The blanket had dropped to reveal the UCLA T-shirt she wore—his. A smashed box of his favorite sugary cereal peeked out from the wedge of where the couch back met the seat. There was a square stuck to the side of her arm, the coating sprinkled across her shirt.
His favorite shirt. His cereal. He clenched his jaw. He'd grown up an only child surrounded by a revolving door of foster children—some of which he'd called siblings—so he was no stranger to sharing. But if he'd had an actual full-blooded sibling that barged into his house, took his things, slept on his couch without asking, and had a large disregard for their own life, he imagined this angry ball of dread is what he would feel.
And if that sibling had been a guy, he'd probably have tackled him or punched him or shouted. But Elliot was stuck. Just plain stuck between helping and... He took a deep breath. "Remember that conversation we had about knocking?"
Haley's gaze found him, one eye still in a squint as she opened and closed her mouth as if she had peanut butter stuck to the roof of it. "Can you dim the lights? It's bright."
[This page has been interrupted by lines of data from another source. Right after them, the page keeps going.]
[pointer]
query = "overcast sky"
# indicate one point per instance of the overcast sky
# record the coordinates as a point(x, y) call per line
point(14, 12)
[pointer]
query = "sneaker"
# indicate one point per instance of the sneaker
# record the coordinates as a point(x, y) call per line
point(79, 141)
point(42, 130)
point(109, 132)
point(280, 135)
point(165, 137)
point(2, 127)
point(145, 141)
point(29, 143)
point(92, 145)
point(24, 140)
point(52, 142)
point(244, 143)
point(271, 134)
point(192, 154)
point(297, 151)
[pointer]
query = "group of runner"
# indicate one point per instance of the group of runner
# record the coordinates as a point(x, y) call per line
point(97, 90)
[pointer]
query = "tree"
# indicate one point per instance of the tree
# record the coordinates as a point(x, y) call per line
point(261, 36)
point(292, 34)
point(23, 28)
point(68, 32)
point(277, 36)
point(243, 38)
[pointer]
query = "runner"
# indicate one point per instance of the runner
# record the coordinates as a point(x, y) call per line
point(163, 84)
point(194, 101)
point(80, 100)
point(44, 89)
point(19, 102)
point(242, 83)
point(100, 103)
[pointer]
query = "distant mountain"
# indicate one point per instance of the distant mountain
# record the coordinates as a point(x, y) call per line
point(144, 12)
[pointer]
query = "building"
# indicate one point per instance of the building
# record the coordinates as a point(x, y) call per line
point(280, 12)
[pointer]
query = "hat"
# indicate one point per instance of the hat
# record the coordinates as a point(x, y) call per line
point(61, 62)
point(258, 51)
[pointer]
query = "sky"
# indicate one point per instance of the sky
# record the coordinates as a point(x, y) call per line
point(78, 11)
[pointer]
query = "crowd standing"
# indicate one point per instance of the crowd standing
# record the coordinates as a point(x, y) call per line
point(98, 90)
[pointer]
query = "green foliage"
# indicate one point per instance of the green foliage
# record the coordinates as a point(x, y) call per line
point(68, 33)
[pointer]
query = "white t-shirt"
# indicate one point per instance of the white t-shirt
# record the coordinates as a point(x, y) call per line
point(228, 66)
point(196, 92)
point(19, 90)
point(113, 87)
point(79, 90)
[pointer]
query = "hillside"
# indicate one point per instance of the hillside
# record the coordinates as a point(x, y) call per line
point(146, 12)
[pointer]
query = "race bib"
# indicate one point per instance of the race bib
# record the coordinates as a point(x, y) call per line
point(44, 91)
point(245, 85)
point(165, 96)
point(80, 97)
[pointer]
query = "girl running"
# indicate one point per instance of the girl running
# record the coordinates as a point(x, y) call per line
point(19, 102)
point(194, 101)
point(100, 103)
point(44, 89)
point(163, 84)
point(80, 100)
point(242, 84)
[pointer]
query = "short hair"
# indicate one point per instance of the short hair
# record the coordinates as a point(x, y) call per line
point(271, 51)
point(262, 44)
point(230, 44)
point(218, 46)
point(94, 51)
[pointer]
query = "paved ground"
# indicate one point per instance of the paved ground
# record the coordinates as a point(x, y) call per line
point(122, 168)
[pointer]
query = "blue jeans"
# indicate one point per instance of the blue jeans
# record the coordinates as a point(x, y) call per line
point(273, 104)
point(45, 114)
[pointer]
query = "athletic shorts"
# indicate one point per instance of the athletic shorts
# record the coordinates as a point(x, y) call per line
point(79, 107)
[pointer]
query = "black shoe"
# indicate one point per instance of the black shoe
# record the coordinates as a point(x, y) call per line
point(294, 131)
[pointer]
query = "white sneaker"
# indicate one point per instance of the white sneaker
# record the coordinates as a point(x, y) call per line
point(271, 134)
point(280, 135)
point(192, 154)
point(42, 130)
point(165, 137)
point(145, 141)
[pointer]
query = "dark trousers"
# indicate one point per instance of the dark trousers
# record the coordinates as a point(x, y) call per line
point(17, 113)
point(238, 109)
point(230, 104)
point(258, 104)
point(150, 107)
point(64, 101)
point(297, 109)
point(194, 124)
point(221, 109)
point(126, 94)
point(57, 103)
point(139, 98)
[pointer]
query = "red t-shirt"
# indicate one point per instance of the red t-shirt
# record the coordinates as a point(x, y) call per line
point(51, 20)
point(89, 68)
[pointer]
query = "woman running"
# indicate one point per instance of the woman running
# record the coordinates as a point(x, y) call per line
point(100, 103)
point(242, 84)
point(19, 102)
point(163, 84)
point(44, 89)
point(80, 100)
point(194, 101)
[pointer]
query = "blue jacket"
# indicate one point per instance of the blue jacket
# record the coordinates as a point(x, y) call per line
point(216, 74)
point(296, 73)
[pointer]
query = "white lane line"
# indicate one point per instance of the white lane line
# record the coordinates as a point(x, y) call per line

"That's called the sun, so no, I can't." He crossed his arms over his chest. Forget the run and breakfast. He'd be lucky to get a shower. "What are you doing in my house?"
"I was sleeping." She propped her elbows on her bent knees and rested her face against her palms.
"Don't you have your own couch for that?"
She froze for a millisecond that set off all sorts of weird alarm bells in Elliot's mind. Then she stood, the blanket falling all the way to the floor to reveal a pair of his draw-string shorts covering her lower torso and thighs. She gripped a wad of the material with one hand, keeping it in place. "Not as comfortable."
"Are you drunk?"
"I wish." She brushed the cereal from her arm with her free hand. Stretched. "A single-malt scotch sounds amazing."